Crépin rubbed his hands.

“It is well,” he said. “This without doubt is a skinflint.”

We turned a corner and passed the entrance to a ruined drive. Here the tall iron gates, swinging upon massive posts of rubble-stone, had been recently, it seemed, torn from their moorings of grass and knotted bindweed, for the ground was scarred and the lower bars of metal hung with rags of drooping green. Crépin’s features underwent another change at the sight.

“But what is this?” he muttered. “Something unaccustomed—some scare—some panic?”

He looked with sudden fury at the prisoner.

“If he has got wind of our coming—has escaped with——”

He broke off, showing his teeth and grinding his hands together. At the moment we came in view of the château.

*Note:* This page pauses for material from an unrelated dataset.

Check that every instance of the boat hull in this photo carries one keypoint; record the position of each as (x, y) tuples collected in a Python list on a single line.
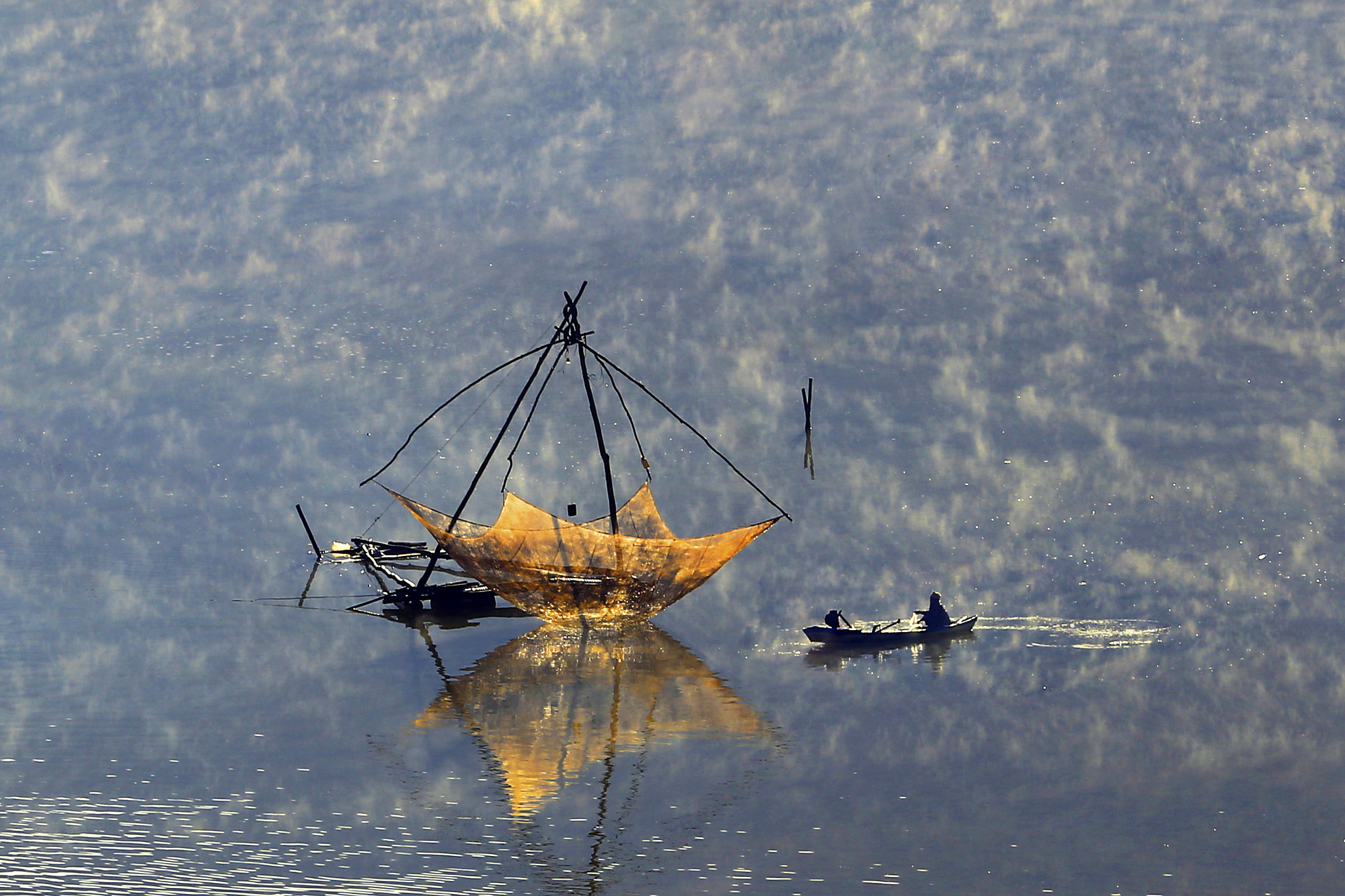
[(860, 639)]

It was an old grey house—built of the same material as the gate-pillars—with a high-pitched roof and little corner tourelles. Once, presumably, a possession of importance, decay and neglect had now beggared it beyond description. Yet within and without were evidences of that vulgar miserly spirit that seeks by inadequate tinkering to deceive with half-measures. The tangled grass of the lawn was cut only where its untidiness would have been most in evidence, and its litter left where it fell. Triton blew his conch from a fine fountain basin near the middle of the plot; but the shell, threatening to break away, had been fastened to the sea-god’s lips with a ligament of twine that was knotted round the head. A crippled bench was propped with a stone; a shattered ball-capital at the entrance-door held together with a loop of wire. What restoration that was visible was all in this vein of ludicrous economy.

But not a sign of life was about—no footstep in the grounds, no face at any window. To all appearance the place was desolate.

We drew up at the broken stone porch. The door was already flung wide, and we entered, with all the usual insolent clatter of “fraternity,” an echoing hall. Here, as elsewhere, were dust and decay—inconsequent patching and the same tawdry affectation of repair.